New Zealand: Prime Minister announces formulation of Zero Carbon Act, climate change commission
18 December 2017 | Adaptation
The Government of New Zealand will start public consultation in May 2018 to lay the groundwork for a Zero Carbon Act and establish an independent climate change commission.
And it will set up an Interim Climate Change Committee to do groundwork while the commission is being set up.
Speaking at her post-Cabinet press conference, Prime Minister Jacinda Ardern, with Climate Change Minister James Shaw alongside her, said a Zero Carbon Bill would be introduced by October 2018.
Shaw said the framework for a net zero emissions economy by 2050 should be in place by the end of the parliamentary term.
"Cabinet has agreed to a process of consultation in 2018, before the Zero Carbon Bill is introduced," Shaw said today.
"I'm looking forward to engaging in conversations with New Zealanders next year as together we design the framework for New Zealand to transition to a sustainable economy.
"This is a big task and the transition will take decades. Climate change challenges us to make fundamental changes to our economy and we have a moral responsibility to do that in a way that brings people and communities along with us."
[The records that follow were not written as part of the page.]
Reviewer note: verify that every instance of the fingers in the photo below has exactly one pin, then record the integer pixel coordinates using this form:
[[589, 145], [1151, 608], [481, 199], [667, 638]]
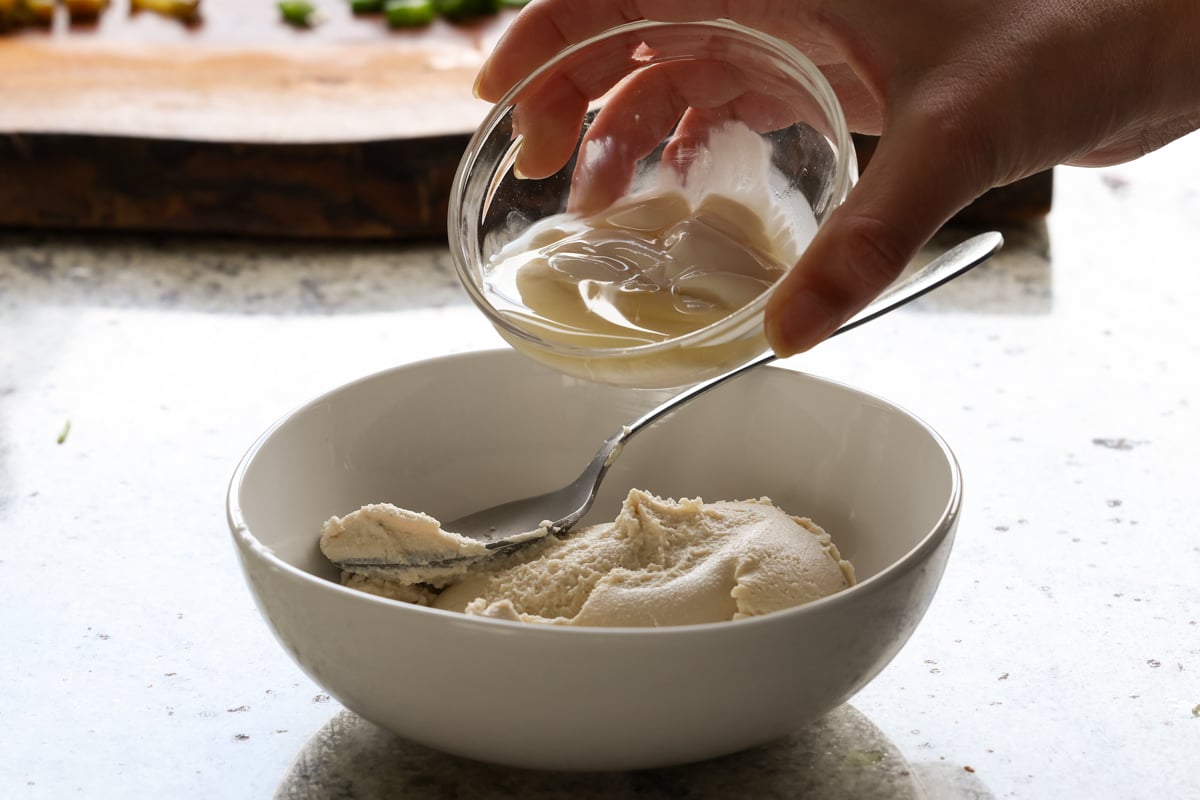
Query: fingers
[[647, 108], [910, 190], [539, 31]]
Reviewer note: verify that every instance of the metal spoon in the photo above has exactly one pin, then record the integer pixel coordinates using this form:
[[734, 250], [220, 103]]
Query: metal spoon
[[513, 524]]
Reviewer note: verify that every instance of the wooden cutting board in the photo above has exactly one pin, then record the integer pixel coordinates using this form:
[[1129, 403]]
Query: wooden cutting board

Labour's agreements with NZ First and the Greens both commit to introducing a Zero Carbon Act and an independent Climate Commission, with the former agreement stating that the policies should be based on the recommendations of the Parliamentary Commissioner for the Environment.
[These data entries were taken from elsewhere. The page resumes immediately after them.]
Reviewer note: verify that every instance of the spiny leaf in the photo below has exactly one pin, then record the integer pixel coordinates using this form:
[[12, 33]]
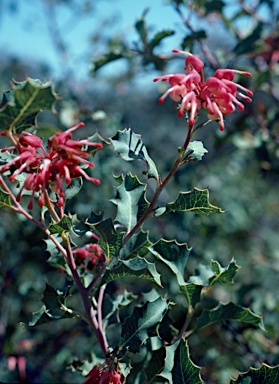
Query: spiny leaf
[[64, 225], [206, 276], [179, 367], [184, 370], [110, 241], [130, 201], [135, 328], [195, 151], [5, 199], [196, 201], [174, 255], [25, 101], [155, 365], [229, 311], [263, 375], [192, 293], [136, 246], [130, 147], [223, 275], [135, 268]]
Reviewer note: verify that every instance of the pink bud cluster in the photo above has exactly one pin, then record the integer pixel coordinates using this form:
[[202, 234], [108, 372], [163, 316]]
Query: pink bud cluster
[[48, 168], [104, 374], [91, 256], [218, 94]]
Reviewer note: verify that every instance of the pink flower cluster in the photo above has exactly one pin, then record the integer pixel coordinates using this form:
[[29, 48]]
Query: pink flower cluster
[[218, 94], [104, 374], [91, 256], [47, 168]]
The recommendations from commissioner's report, released in July this year, included a Zero Carbon Act to install a goal of zero greenhouse gas emissions, and a legal requirement to meet that target.
"Putting our new climate change target into law will hold the Government to account and place New Zealand in a small group of countries who aspire to net-zero emissions in the next few decades," Shaw said.
"A Zero Carbon Act provides the certainty businesses need to make long-term investment decisions, and it will drive the growth and innovation we need."
The consultation process would involve M?ori, business, and other sectors of the economy.